Visually, the disc’s 4K transfer (1.85) is brilliant in its clarity and detail, even if the print still shows its age at times — no surprise given that the film was independently produced and distributed by a myriad of different international outlets upon its original 1978 release (Avco Embassy, in fact, released the film in North America). The 2.0 uncompressed PCM audio is just fine as well.
“Watership Down” isn’t a perfect film but it’s an effective enough distillation of Adams’ original book, voiced by an excellent ensemble of British actors (from Ralph Richardson and Denholm Elliott to John Hurt and others) and beautifully animated in classic hand-drawn style.
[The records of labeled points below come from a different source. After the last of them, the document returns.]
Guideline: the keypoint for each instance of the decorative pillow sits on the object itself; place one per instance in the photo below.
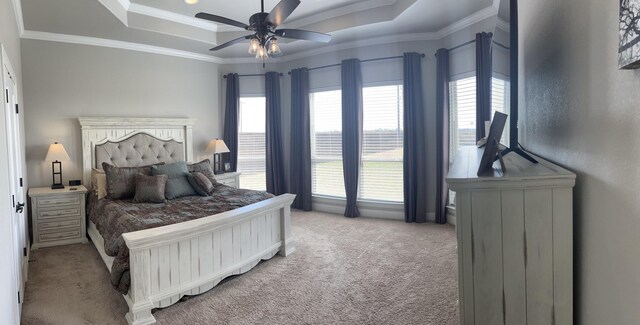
(200, 183)
(121, 181)
(205, 168)
(99, 183)
(177, 182)
(150, 189)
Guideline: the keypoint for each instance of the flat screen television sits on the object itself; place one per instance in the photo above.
(507, 32)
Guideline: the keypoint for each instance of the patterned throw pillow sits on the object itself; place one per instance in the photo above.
(200, 183)
(205, 168)
(150, 189)
(121, 181)
(177, 182)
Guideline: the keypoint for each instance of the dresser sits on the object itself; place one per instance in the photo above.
(58, 216)
(515, 241)
(230, 179)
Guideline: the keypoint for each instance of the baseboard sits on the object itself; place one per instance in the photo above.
(451, 215)
(370, 209)
(382, 210)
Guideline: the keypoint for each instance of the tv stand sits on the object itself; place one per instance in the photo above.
(515, 241)
(520, 152)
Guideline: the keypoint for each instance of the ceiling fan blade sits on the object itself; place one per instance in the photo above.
(231, 42)
(223, 20)
(304, 35)
(281, 11)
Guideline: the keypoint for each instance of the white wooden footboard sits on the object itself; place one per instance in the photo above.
(188, 258)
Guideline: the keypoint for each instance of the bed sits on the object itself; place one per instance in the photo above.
(187, 258)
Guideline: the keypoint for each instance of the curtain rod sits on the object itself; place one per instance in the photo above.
(250, 75)
(473, 41)
(368, 60)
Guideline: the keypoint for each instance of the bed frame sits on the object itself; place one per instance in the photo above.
(188, 258)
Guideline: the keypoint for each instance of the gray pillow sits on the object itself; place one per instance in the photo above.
(150, 189)
(121, 181)
(204, 167)
(177, 182)
(200, 183)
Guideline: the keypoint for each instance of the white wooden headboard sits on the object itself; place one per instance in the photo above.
(99, 130)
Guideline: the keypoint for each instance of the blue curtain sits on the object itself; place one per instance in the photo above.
(300, 176)
(232, 105)
(483, 82)
(273, 145)
(351, 132)
(414, 155)
(442, 134)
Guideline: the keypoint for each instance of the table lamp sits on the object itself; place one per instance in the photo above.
(56, 155)
(217, 146)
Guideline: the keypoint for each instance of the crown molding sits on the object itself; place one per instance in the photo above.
(474, 18)
(382, 40)
(102, 42)
(504, 25)
(93, 41)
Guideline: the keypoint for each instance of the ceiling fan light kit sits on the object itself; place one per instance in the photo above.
(263, 43)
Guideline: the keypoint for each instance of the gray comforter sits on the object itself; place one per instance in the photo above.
(115, 217)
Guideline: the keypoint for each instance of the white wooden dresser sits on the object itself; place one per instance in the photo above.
(230, 179)
(515, 241)
(58, 216)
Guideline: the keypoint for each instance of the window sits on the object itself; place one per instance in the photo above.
(326, 143)
(381, 169)
(462, 113)
(500, 101)
(251, 143)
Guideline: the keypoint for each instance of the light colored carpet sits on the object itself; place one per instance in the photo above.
(344, 271)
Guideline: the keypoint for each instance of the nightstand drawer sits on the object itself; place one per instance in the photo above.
(68, 234)
(58, 224)
(58, 200)
(59, 213)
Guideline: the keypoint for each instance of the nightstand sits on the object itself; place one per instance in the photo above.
(58, 216)
(230, 179)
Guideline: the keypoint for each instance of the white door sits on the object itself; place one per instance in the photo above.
(14, 147)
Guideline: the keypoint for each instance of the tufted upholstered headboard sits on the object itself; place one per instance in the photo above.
(128, 142)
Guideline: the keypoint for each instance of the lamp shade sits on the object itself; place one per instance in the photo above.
(217, 146)
(57, 153)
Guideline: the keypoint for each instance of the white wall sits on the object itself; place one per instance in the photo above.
(579, 110)
(10, 40)
(66, 81)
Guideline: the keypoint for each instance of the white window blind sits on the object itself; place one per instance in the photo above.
(251, 143)
(382, 139)
(500, 101)
(462, 114)
(326, 143)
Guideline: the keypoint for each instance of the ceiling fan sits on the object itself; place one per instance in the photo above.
(263, 42)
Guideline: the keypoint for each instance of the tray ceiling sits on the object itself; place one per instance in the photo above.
(170, 25)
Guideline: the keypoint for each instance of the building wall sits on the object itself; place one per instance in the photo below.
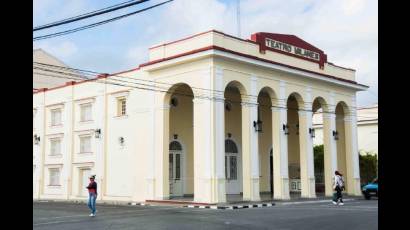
(137, 169)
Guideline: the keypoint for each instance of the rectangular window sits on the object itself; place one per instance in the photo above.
(232, 165)
(34, 117)
(86, 112)
(55, 117)
(55, 146)
(171, 166)
(177, 166)
(54, 176)
(122, 107)
(85, 144)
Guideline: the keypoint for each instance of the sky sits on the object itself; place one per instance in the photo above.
(346, 30)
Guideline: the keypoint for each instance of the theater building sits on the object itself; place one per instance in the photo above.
(207, 117)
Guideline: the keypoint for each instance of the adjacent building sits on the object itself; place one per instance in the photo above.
(49, 72)
(367, 129)
(208, 116)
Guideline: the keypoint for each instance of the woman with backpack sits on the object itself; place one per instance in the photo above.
(338, 186)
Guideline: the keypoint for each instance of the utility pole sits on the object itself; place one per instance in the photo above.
(238, 17)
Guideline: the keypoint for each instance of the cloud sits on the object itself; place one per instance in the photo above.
(346, 30)
(64, 50)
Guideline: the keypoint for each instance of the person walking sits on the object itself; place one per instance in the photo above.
(338, 186)
(92, 194)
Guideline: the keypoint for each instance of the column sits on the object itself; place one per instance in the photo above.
(352, 154)
(100, 113)
(280, 149)
(306, 153)
(218, 107)
(330, 153)
(250, 156)
(161, 148)
(151, 166)
(40, 129)
(202, 150)
(67, 150)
Writer-producer-director Rosen, meanwhile, manages to balance the darker elements of the story within the confines of a “family” film, without robbing the picture of its intensity or overriding message — a mix that Rosen later failed to recreate when producing his ill-fated, endlessly depressing adaptation of Adams’ “Plague Dogs” in 1982.
Also newly available from Criterion is a superlative Blu-Ray of Yasujiro Ozu’s AN AUTUMN AFTERNOON (113 mins., 1962), a meditation on relationships, parents, aging and life in general from the great Japanese filmmaker.
Criterion’s Blu-Rau of this 1962 effort includes a restored 4K high-def transfer (1.37:1) with new English subtitles; a commentary with film historian David Bordwell, author of “Ozu and the Poetics of Cinema”; extracts from a 1978 French television retrospective on Ozu’s works; the trailer; and a booklet sporting essays from critics Geoff Andrew and Donald Richie.
Long before some viewers discovered it on video, prior to it becoming a classic film that was embraced by the masses, Frank Darabont’s THE SHAWSHANK REDEMPTION (****, 136 mins., 1994, R; Warner) was a little movie that almost nobody saw.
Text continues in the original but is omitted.